Fahrenheit -華氏-


気恥ずかしいのか、柏木さんはちょっと俯いて顔を赤らめると、


「チョコ…見て行っていいですか?」と言いながら菓子コーナーに移動していった。


俺も何となくその後に着いていく。


チョコレート菓子を陳列している棚を眺めている柏木さんに、スナック菓子を見ていたさっきの二人組みの男の一人が軽く彼女にぶつかった。


意図してない、ホントにハプニングだったのだろう。


だから俺も何も言わなかった。


「あ、すんません」


とこれまた軽い調子で謝る。


「いえ」


柏木さんは気にしていない様子で、気に入ったチョコレートが無かったのか、何も取らずにスイーツの冷蔵コーナーに歩いていった。


何となく俺もゆっくりと彼女の後を追いかける。


ここからだとスイーツコーナーで何かを選んでいる柏木さんの端整な横顔が見える。


すると二人組みの男が柏木さんの方を見て、ひそひそと何やら喋ってる声が聞こえてきた。


「やっべ!さっきのあの女。
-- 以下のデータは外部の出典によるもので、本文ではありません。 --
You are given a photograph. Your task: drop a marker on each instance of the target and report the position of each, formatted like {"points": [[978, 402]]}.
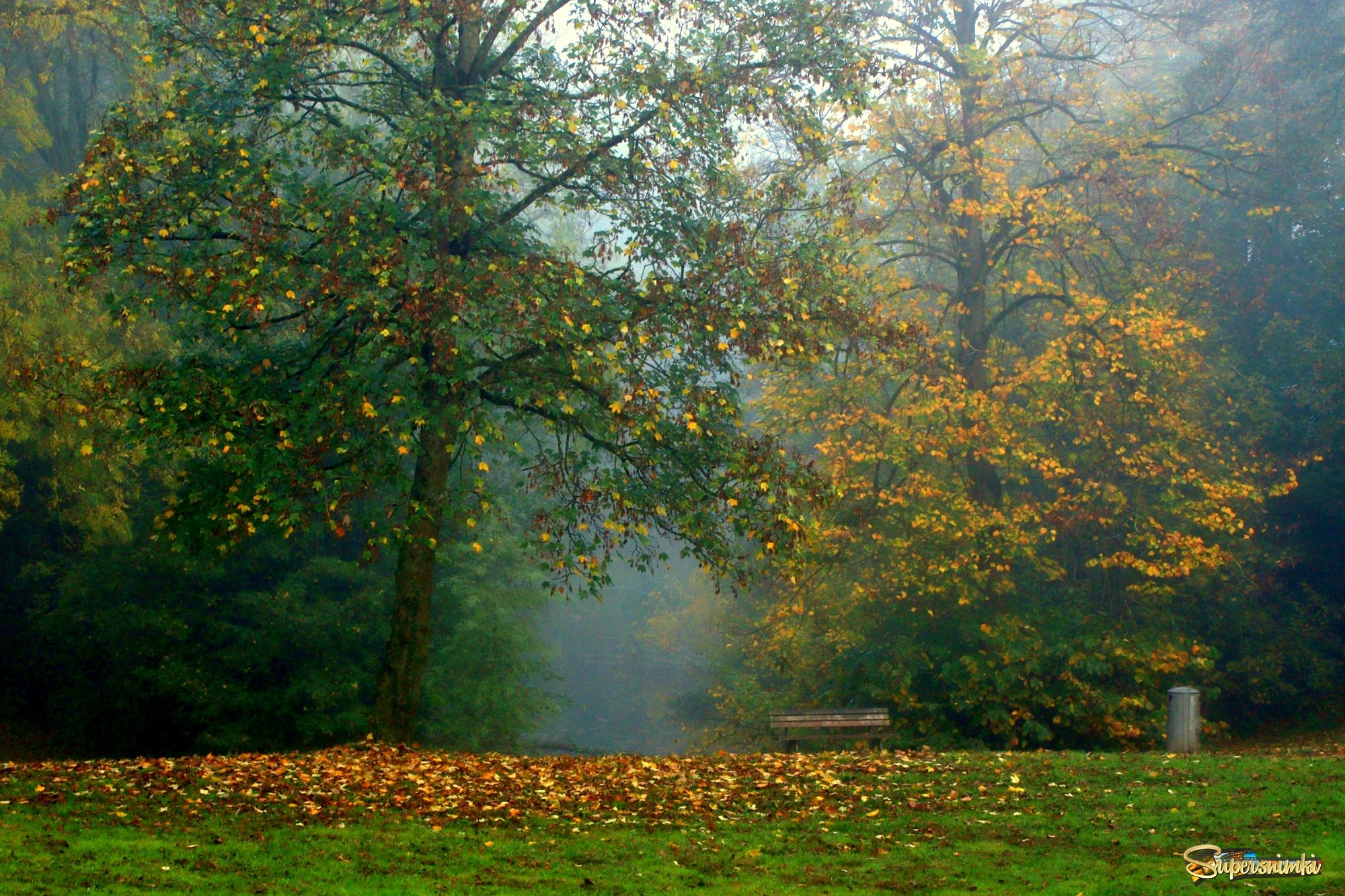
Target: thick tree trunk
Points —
{"points": [[407, 654], [397, 702]]}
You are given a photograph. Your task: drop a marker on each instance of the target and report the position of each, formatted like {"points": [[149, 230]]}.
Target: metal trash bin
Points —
{"points": [[1183, 720]]}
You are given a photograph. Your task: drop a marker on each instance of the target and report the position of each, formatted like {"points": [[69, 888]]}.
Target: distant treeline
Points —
{"points": [[1043, 309]]}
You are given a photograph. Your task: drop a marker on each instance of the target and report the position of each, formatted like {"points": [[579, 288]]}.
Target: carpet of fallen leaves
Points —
{"points": [[349, 782]]}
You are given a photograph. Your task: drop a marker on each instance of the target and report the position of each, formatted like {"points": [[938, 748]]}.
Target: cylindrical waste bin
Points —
{"points": [[1183, 720]]}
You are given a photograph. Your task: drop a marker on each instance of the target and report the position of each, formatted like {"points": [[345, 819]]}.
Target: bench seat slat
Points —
{"points": [[813, 713], [849, 723], [804, 719]]}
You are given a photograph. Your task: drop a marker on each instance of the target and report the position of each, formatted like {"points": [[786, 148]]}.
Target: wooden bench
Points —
{"points": [[837, 724]]}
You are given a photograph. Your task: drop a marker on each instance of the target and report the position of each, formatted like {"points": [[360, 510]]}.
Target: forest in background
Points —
{"points": [[1061, 382]]}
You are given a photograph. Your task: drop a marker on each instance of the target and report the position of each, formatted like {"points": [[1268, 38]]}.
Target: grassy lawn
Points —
{"points": [[372, 821]]}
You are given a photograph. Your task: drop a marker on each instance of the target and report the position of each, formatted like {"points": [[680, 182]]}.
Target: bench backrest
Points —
{"points": [[831, 719]]}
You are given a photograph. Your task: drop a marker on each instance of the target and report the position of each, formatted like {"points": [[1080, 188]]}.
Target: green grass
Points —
{"points": [[1058, 823]]}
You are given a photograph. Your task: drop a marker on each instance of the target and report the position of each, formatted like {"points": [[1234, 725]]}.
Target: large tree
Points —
{"points": [[344, 210], [1027, 501]]}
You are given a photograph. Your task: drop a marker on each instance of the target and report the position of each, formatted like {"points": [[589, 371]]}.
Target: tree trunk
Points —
{"points": [[397, 702], [410, 638], [984, 483]]}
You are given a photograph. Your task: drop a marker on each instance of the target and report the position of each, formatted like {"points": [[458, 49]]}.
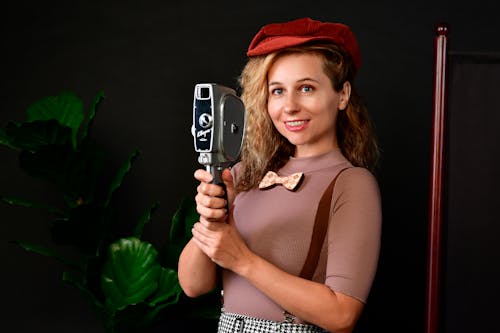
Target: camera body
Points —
{"points": [[218, 127]]}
超可愛かった♪」


「横顔も結構良くね?一人っぽいし、声かけてみねぇ?」


なぬ!!?


彼女は俺の連れだっ!!!


俺は大股に柏木さんに歩み寄ると彼女の背後に立った。


柏木さんはプリンの段をじっと見ている。


そんな彼女の肩にさりげなくに手を置いて、抱き寄せるようにすると


「気に入ったのあった?」と耳元で囁いた。


俺のそんな牽制の動作も知らずに、柏木さんはのんびりと言う。


「ええ、プリンとレアチーズケーキで悩んでるんですけど……」


と言って二つを手に取って俺に見せてくる。


俺はちらりと二人組みの男の方へ視線をやると、ふっと涼しく笑ってやった。